Charlotte Bolton | |
Birth Date: | 27 June 2003 |
Hometown: | Tillsonburg, Ontario, Canada |
Father: | --> |
Sport: | Para-athletics |
Disability Class: | F41 |
Charlotte Bolton (born June 27, 2003) is a Canadian para-athletics athlete who competes in F41 throwing events. She has won a total of 29 medals at the World Dwarf Games[1] and won bronze in discus at the 2023 Parapan American Games.
Bolton was born on June 27, 2003 to parents Scot Bolton and Bridget Fearon.[2] She has cartilage-hair hypoplasia, a rare form of dwarfism. She has a sister, Madelyn.[3]
Bolton attended Glendale High School in Tillsonburg.[4] She is studying international biomedical sciences at York University, where she also competes on the varsity team.[5]
At the 2013 World Dwarf Games in East Lansing, Michigan, Bolton won seven gold medals, four silver medals and one bronze medal in the 7 to 11-year-old Junior A youth division. Her medals included gold in shot put, javelin, discus, 40-metre, 60-metre, soccer, mixed volleyball and table tennis, as well as silver medals in the mixed-age relay, 25-metre freestyle and 25-metre backstroke, and bronze in the 25-metre relay.
In 2015, she wrote an original song, "Strong," which received over 5,500 views on YouTube. She performed "Strong" as well as other songs with her father at the Summer Daze Acoustic Concert Series in Tillsonburg.[6]
Bolton won 17 medals in her 12-15 year old division at the 2017 World Dwarf Games held in Guelph: ten gold, six silver and one bronze. She competed in badminton, basketball, soccer, swimming, track and field, table tennis and volleyball.[7] She joined the Woodstock Legion Athletic Club in 2018 to concentrate training on throwing.
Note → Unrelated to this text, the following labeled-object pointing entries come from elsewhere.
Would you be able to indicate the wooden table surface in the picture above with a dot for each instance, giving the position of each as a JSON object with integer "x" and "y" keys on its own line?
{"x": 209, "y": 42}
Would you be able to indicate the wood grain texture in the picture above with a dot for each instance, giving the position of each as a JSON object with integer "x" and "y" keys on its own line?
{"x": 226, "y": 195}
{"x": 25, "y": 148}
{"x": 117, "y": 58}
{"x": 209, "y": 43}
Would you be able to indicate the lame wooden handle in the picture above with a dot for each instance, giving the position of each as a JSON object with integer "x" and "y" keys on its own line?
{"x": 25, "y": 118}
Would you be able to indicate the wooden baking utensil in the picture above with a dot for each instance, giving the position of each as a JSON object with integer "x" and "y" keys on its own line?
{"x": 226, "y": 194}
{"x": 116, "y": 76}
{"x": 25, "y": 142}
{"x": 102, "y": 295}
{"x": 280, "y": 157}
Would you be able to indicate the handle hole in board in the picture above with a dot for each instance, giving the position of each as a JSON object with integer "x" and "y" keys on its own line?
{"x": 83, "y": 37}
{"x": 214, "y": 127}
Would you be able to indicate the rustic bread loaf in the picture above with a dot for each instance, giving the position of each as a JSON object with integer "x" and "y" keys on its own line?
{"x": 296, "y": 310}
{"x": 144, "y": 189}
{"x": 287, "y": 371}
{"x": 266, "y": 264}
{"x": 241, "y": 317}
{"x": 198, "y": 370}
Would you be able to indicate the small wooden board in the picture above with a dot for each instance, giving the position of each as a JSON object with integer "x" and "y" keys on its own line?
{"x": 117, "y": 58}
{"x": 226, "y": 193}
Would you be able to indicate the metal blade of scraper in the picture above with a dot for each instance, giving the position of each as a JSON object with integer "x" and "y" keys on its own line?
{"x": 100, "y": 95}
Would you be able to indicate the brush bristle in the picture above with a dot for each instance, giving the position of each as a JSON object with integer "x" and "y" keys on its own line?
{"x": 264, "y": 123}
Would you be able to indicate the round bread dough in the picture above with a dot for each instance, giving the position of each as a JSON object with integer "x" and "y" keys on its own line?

During the COVID-19 pandemic, as her high school classes shifted online, Bolton was able to train with the national coach Richard Parkinson at the East Hub in Toronto.[8]
Bolt holds three F41 national records.[9] In June 2021, Bolton set the Canadian F41 shot put record at the Royal City Inferno Track & Field Festival in Guelph, tossing 29.65 metres.[10] She made her Paralympic debut at the 2020 Summer Paralympics in Tokyo. At 18 years old, she was the youngest member of Canada's para-athletics team.[11] Bolton placed 6th in both the women's F41 shot put and discus throw.[12]
She won bronze in the women's discus throw F41 at the 2023 Parapan American Games,[13] her Parapan Am debut. She also came fifth in the women's F41 shot put.[14] At the 2023 World Para Athletics Championships, Bolton placed ninth in the women's F41 shot put.[15] She placed eighth in the women's discus throw F41.
Bolton is set to compete at the 2024 Summer Paralympics.[16]